Re: [PATCH 3/3] sched: Use cpu_dying() to fix balance_push vs hotplug-rollback

From: Peter Zijlstra
Date: Mon Apr 12 2021 - 08:04:10 EST


On Thu, Mar 11, 2021 at 03:13:04PM +0000, Valentin Schneider wrote:
> Peter Zijlstra <peterz@xxxxxxxxxxxxx> writes:
> > @@ -7883,14 +7889,6 @@ int sched_cpu_deactivate(unsigned int cp
> > set_cpu_active(cpu, false);
> >
> > /*
> > - * From this point forward, this CPU will refuse to run any task that
> > - * is not: migrate_disable() or KTHREAD_IS_PER_CPU, and will actively
> > - * push those tasks away until this gets cleared, see
> > - * sched_cpu_dying().
> > - */
> > - balance_push_set(cpu, true);
> > -
> > - /*
> > * We've cleared cpu_active_mask / set balance_push, wait for all
> > * preempt-disabled and RCU users of this state to go away such that
> > * all new such users will observe it.
> > @@ -7910,6 +7908,14 @@ int sched_cpu_deactivate(unsigned int cp
> > }
> > rq_unlock_irqrestore(rq, &rf);
> >
> > + /*
> > + * From this point forward, this CPU will refuse to run any task that
> > + * is not: migrate_disable() or KTHREAD_IS_PER_CPU, and will actively
> > + * push those tasks away until this gets cleared, see
> > + * sched_cpu_dying().
> > + */
> > + balance_push_set(cpu, true);
> > +
>
> AIUI with cpu_dying_mask being flipped before even entering
> sched_cpu_deactivate(), we don't need this to be before the
> synchronize_rcu() anymore; is there more than that to why you're punting it
> back this side of it?

I think it does does need to be like this, we need to clearly separate
the active=true and balance_push_set(). If we were to somehow observe
both balance_push_set() and active==false, we'd be in trouble.

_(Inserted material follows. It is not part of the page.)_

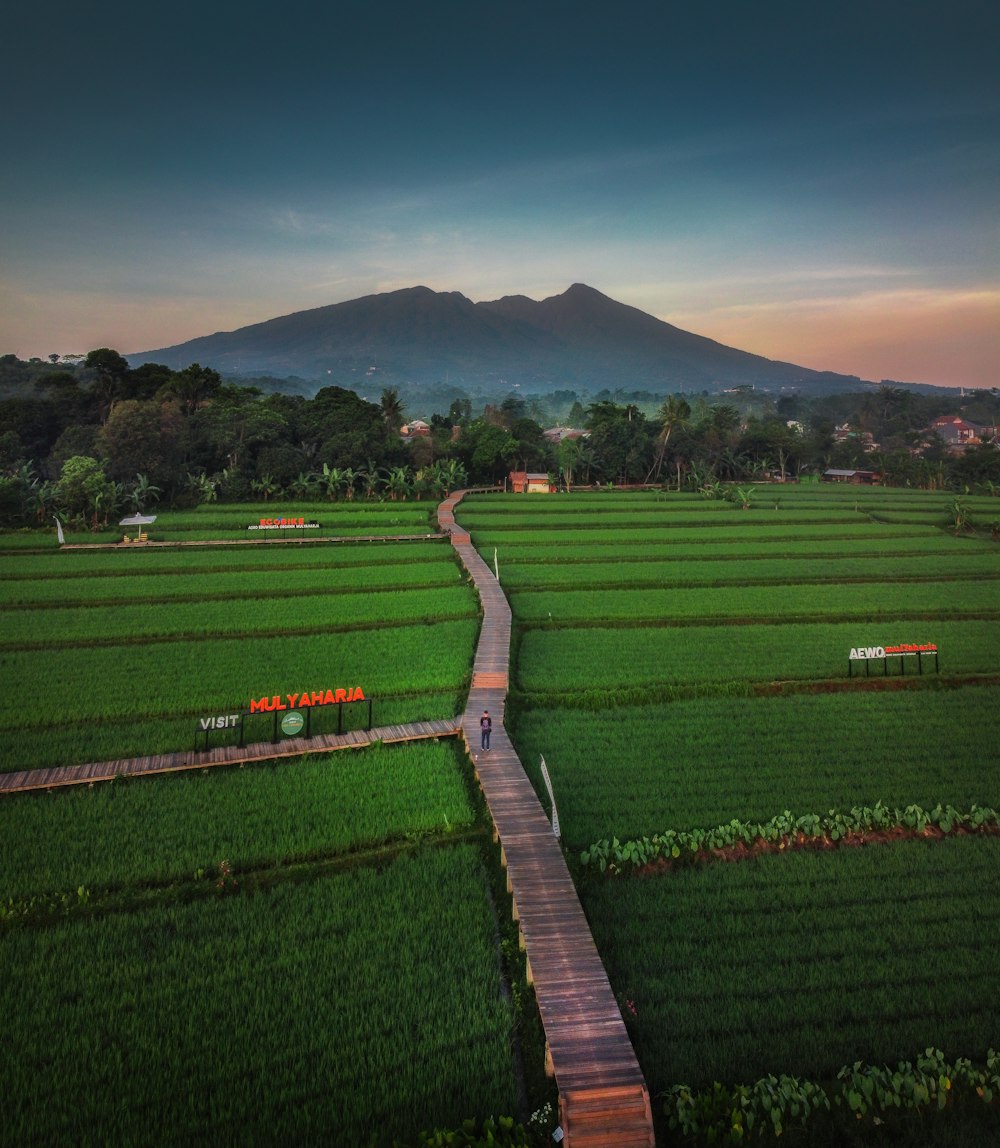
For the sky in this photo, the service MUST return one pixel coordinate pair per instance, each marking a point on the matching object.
(816, 183)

> > #ifdef CONFIG_SCHED_SMT
> > /*
> > * When going down, decrement the number of cores with SMT present.
>
> > @@ -8206,7 +8212,7 @@ void __init sched_init(void)
> > rq->sd = NULL;
> > rq->rd = NULL;
> > rq->cpu_capacity = rq->cpu_capacity_orig = SCHED_CAPACITY_SCALE;
> > - rq->balance_callback = NULL;
> > + rq->balance_callback = &balance_push_callback;
> > rq->active_balance = 0;
> > rq->next_balance = jiffies;
> > rq->push_cpu = 0;
> > @@ -8253,6 +8259,7 @@ void __init sched_init(void)
> >
> > #ifdef CONFIG_SMP
> > idle_thread_set_boot_cpu();
> > + balance_push_set(smp_processor_id(), false);
> > #endif
> > init_sched_fair_class();
> >
>
> I don't get what these two changes do - the end result is the same as
> before, no?

Not quite; we have to make sure the state of the offline CPUs matches
that of a CPU that's been offlined. For consistency if nothing else, but
it's actually important for a point below.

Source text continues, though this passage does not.